This repo contains a python script that takes as input a relion star file (containing particles data from various mrc stack files) and combines them into a single mrcs stack file and reindexes the old star file with new ImageName column.
- Parsing the star file: The script reads the Relion star file format, which has a specific structure with data blocks and column headers.
- Extracting image references: It parses the image column (default: 'rlnImageName') which contains references in the format "000123@filename.mrc".
- Loading MRC files: Using the mrcfile library, it loads each referenced image in the correct order.
- Creating a combined stack: It concatenates all images into a single numpy array and saves it as a new MRC stack.
- Updating references: It rewrites the image column with new indices pointing to the combined stack.
python3 combine_mrc_stacks.py --star_file particles.star --input_dir ./mrc_files/ --output_stack combined.mrc --output_star updated.star- Using pandas for data handling: Provides a clean way to manipulate the star file data.

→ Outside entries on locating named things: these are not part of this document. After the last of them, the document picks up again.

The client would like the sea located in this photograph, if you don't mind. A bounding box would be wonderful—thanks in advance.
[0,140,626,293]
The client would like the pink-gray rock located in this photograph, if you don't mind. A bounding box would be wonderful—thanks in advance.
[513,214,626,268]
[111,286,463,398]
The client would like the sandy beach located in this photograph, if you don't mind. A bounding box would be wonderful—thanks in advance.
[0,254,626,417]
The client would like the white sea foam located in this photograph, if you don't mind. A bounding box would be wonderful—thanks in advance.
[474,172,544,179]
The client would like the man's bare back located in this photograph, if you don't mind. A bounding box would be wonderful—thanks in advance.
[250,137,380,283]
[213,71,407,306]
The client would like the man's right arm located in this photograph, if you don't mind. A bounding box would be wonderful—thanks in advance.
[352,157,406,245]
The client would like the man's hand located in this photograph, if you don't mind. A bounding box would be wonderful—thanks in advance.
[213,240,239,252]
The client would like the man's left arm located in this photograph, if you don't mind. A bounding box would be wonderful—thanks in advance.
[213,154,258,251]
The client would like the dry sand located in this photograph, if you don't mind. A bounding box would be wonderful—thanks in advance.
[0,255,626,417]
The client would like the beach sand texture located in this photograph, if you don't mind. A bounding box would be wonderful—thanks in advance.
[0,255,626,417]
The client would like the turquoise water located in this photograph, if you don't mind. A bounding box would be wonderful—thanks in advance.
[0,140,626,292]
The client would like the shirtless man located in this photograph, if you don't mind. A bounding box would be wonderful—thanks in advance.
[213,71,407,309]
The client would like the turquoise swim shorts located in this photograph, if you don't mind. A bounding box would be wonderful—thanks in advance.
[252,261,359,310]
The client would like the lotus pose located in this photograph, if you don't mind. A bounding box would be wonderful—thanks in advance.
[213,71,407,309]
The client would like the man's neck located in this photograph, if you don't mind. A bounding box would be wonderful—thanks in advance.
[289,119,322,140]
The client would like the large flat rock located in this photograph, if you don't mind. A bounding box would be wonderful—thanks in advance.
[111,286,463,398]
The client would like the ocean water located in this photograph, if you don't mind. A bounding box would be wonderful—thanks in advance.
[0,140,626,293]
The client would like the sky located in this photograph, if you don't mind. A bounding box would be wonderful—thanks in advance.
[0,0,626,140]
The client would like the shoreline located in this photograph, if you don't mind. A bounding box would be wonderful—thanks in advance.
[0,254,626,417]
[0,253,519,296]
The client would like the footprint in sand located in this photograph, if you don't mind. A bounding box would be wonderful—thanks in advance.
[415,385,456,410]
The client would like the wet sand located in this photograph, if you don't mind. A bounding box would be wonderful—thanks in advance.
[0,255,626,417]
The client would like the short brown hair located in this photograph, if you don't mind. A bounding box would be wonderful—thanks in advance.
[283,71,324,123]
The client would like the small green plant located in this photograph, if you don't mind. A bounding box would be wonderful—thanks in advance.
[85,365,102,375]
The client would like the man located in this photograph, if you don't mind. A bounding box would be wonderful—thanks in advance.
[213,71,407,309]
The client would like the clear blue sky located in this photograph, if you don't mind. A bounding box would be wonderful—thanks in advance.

- Regular expressions for parsing: The most flexible way to extract indices and filenames from Relion's reference format.
- mrcfile library: This is a well maintained library specifically for MRC files that handles proper header information.
- Preserving original star file format: Rather than just outputting a basic star file, the script attempts to preserve the original format and just update the relevant column.
- In-memory processing: This approach loads all images into memory before saving. For very large datasets, you might need to modify this to process in batches.